The list of SB 3 documents that should be taught is significantly shorter:
- The transcript of the first Lincoln-Douglas debate.
- The Federal Civil Rights Act of 1964.
- The 13th Amendment to the Constitution, which abolished slavery.
- The 14th Amendment, which gave former slaves citizenship and the right to vote.
- The 19th Amendment, which gave women the right to vote.
- The historical relationship between Texas and Mexico and “the diversity of the Hispanic population in Texas”.
- Some civic skills such as the ability to “determine the reliability of information sources”.

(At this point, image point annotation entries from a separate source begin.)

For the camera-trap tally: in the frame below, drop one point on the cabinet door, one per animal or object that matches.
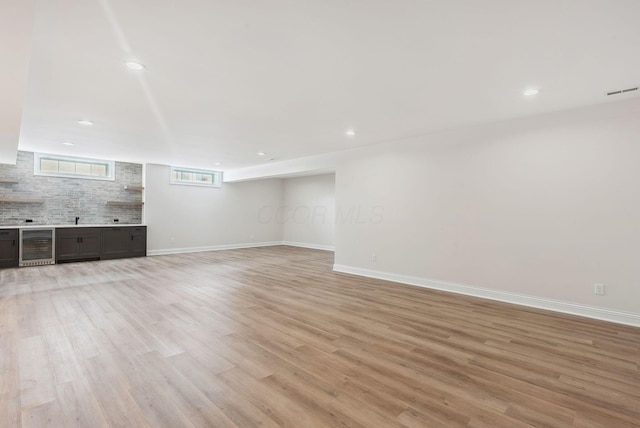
(90, 243)
(8, 248)
(115, 242)
(82, 243)
(138, 242)
(67, 244)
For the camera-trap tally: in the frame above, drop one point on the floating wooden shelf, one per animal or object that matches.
(22, 200)
(125, 203)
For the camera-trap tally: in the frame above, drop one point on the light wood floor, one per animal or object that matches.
(272, 337)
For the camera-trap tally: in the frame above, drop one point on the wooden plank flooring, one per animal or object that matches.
(272, 337)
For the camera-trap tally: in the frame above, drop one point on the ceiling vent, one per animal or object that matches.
(622, 91)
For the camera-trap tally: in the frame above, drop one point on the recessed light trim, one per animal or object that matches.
(134, 65)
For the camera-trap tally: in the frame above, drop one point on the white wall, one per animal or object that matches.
(541, 207)
(190, 218)
(308, 211)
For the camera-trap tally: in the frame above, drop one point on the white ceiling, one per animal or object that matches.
(226, 79)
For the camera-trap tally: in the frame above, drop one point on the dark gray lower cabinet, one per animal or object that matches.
(8, 248)
(121, 242)
(78, 244)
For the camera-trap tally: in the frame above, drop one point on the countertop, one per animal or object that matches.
(61, 226)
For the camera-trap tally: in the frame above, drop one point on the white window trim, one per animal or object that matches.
(217, 177)
(111, 167)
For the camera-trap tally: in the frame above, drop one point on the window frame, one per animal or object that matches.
(216, 177)
(108, 164)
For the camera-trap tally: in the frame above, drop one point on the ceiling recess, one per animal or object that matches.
(623, 91)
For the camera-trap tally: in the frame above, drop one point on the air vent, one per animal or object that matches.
(623, 91)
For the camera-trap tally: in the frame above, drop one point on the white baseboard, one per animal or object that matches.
(212, 248)
(620, 317)
(312, 246)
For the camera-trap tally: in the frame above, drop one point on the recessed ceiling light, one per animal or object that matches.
(134, 65)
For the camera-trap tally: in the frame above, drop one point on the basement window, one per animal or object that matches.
(72, 167)
(195, 177)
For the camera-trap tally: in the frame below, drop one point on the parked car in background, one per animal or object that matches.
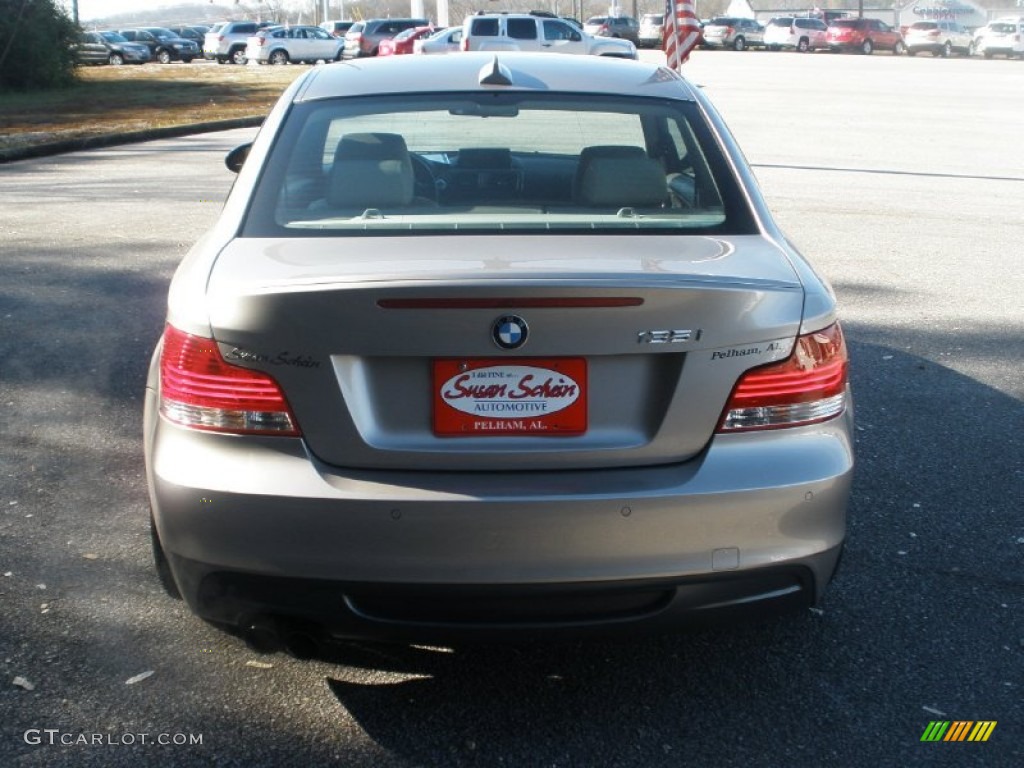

What HB 3979 and SB 3 have in common
References to eugenics and KKK are not included in SB 3, but both bills prohibit discussing these topics:
- That one race or gender is inherently superior to another
- An individual, because of their race or gender, is inherently racist, sexist or oppressive, whether consciously or unconsciously
- Moral character of an individual can be determined by race or gender
- An individual is responsible for actions committed in the past by other members of their race or sex
- A person must experience discomfort, guilt, anguish, or any other form of psychological distress due to their race or gender.
- The values ââof meritocracy and hard work are racist or sexist or were created by members of a particular race to oppress members of another race
- The advent of slavery in the United States formed the true foundation of the nation
- Slavery and Racism Are More Than Deviations, Betrayals, or Failures to Respect “Genuine United States Principles”
Advocates, educators and students have expressed both concern and confusion about what the bill would mean for classrooms.
Certain state legislators and members of the Texas State Board of Education, which oversees the development of curriculum standards for public schools, said that documents not included in SB 3 are not prohibited from teaching. They argue that curriculum standards will be a framework that teachers can expand upon.
Texas House Democrats who broke the quorum blocked the bill from moving forward
So far, the State Senate has given final approval to SB 3 on an 18-4 vote, with nine Democrats absent in Washington to join House Democrats in a protest against the voting bills of the GOP.
However, the House cannot accept SB 3 due to a lack of quorum in the lower house. More than 60 House Democrats remain in Washington, DC, and have not said when they plan to return.